Telangiectatic Matting

The new appearance of a fine web of erythematous telangiectasias occurring after sclerotherapy or surgical ligation of varicose or telangiectatic veins is referred to as distal angioplasia or, more commonly, telangiectatic matting (TM) [2]. The reported incidence ranges from 5% to 75%, with an overwhelming female predominance. The etiology of matting is unknown but is felt to be related to either neoangiogenesis (a normal reparative process after “wounding” of injection), or dilation of existing subclinical blood vessels by promoting collateral flow through arteriovenous anastomoses [11]. Heparin has been demonstrated to produce angiogenesis in vivo [2]. Ouvry, Davy, and Mantse first described postsclerosis TM and have noticed a decreased incidence of matting when the pressure of injection is minimized and the sclerosant is dispersed not more that 1 cm beyond each injection site [2].Davis and Duffy reported their findings identifying risk factors among 160 patients who developed TM. Significantly more patients with matting were overweight, on hormone therapy during treatment, had a family history of spider veins, and a longer duration of their spider veins prior to treatment.
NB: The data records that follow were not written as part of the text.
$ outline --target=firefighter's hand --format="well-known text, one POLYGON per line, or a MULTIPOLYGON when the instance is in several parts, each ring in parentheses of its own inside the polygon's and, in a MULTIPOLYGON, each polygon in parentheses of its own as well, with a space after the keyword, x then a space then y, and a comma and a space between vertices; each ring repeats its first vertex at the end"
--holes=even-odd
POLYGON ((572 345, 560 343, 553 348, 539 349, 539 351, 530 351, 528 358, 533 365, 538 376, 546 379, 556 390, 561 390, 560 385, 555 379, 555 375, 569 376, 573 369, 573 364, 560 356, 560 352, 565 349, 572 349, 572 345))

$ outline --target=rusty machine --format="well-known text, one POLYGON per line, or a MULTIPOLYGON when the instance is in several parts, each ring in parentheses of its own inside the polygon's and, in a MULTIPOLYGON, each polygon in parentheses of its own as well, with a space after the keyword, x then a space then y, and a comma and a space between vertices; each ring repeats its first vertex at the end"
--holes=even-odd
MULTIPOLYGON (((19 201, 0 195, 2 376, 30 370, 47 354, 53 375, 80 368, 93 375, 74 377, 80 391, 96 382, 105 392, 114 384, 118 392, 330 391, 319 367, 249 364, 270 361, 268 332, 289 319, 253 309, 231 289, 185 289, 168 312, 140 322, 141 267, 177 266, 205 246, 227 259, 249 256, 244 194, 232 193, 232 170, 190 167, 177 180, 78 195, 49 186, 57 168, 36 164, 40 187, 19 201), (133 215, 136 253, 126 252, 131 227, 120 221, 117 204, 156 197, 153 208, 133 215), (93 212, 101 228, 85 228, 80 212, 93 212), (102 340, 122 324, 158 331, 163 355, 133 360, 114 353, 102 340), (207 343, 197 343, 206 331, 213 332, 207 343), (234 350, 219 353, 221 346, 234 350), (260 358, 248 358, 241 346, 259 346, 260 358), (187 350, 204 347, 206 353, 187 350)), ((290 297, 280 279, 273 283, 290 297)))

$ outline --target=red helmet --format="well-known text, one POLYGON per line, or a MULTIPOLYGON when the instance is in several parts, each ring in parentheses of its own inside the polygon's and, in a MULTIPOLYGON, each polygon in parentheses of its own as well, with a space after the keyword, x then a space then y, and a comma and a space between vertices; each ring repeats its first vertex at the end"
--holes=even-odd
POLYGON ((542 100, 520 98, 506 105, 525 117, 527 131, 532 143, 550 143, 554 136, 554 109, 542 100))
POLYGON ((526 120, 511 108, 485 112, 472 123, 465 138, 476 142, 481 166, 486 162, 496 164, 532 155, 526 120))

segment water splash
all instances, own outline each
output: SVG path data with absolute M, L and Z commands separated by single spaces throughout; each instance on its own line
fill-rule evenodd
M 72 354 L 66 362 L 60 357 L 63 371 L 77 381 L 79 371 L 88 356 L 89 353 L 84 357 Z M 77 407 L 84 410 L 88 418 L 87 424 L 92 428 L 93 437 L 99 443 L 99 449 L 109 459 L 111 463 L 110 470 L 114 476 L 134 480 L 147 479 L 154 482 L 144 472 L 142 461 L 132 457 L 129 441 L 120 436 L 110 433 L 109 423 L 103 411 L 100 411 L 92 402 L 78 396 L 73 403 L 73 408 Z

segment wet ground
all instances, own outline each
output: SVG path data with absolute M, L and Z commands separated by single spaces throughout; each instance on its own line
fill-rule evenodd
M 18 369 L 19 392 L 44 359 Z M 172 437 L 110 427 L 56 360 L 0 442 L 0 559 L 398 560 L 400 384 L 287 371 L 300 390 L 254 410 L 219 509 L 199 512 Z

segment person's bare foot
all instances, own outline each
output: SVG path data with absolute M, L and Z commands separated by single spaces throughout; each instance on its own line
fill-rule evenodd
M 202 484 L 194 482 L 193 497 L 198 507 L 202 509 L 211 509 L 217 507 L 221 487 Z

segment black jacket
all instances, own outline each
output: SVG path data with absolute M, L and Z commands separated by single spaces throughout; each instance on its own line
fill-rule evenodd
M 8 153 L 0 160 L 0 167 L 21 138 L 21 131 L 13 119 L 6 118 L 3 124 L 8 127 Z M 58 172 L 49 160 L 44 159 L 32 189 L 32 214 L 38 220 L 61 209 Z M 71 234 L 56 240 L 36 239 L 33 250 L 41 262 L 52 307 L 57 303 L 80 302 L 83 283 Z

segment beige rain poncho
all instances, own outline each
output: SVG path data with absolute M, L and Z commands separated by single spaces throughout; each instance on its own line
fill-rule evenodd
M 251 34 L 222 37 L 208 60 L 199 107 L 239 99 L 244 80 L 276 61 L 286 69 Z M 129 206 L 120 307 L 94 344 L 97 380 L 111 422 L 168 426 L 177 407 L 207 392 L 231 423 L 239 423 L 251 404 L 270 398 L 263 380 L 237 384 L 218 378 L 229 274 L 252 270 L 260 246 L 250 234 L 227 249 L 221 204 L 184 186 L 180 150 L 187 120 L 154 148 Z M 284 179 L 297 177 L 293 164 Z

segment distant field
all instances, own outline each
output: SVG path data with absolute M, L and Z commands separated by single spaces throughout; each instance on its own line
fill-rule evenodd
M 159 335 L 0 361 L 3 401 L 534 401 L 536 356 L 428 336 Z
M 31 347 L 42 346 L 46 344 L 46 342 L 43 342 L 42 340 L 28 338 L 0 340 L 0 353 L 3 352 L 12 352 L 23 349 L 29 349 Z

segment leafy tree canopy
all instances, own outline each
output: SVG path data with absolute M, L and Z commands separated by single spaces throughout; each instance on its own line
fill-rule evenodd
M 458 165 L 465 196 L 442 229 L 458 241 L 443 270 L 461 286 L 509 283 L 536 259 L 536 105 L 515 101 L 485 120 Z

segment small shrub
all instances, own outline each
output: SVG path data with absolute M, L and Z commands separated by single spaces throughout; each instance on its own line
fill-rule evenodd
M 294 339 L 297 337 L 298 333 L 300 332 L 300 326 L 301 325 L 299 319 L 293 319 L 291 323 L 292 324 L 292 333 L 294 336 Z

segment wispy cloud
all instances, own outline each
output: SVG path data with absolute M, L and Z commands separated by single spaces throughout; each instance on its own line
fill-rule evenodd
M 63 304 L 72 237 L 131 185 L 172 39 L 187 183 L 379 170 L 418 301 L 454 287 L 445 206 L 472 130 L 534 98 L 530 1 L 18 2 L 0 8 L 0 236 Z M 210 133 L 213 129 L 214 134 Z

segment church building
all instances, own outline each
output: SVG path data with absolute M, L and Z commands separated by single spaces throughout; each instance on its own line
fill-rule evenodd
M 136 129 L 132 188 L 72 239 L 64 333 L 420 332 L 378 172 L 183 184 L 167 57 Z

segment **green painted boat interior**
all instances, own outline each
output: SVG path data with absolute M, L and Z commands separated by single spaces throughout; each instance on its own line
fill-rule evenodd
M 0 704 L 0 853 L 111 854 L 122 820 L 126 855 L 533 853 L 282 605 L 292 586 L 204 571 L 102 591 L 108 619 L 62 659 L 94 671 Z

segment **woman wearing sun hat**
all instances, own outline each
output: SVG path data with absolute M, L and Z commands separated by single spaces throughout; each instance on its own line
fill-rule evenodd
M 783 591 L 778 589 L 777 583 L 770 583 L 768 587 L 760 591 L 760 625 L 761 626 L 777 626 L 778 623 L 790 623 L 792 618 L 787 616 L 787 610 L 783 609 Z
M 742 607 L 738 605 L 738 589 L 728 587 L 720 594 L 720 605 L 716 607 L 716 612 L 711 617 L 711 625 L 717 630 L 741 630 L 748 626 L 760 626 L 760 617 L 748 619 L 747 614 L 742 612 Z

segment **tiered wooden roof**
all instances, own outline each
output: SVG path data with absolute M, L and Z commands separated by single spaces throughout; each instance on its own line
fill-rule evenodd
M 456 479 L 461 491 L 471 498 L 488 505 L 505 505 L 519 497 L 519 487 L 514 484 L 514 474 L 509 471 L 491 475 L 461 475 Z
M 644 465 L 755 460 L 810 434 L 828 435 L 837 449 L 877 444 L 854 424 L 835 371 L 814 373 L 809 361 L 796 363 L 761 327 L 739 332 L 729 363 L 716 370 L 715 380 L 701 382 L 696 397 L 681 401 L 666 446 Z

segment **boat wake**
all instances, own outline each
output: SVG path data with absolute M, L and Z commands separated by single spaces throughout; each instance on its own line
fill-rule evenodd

Additionally, the matting group noted the onset of their veins after excess hormonal states [23]. Age and excessive standing do not appear to play a role in the development of TM [2]. Therefore, any technique that may limit this occurrence should be employed, such as limiting the injection blanch to 1–2 cm, discontinuation of estrogen preparations prior to and during treatment, and avoidance of heparin in the sclerosant. Fortunately, TM usually resolves over a 3- to 12-month period. For the rare permanent TM, use of the newer vascular lasers may provide resolution of this condition.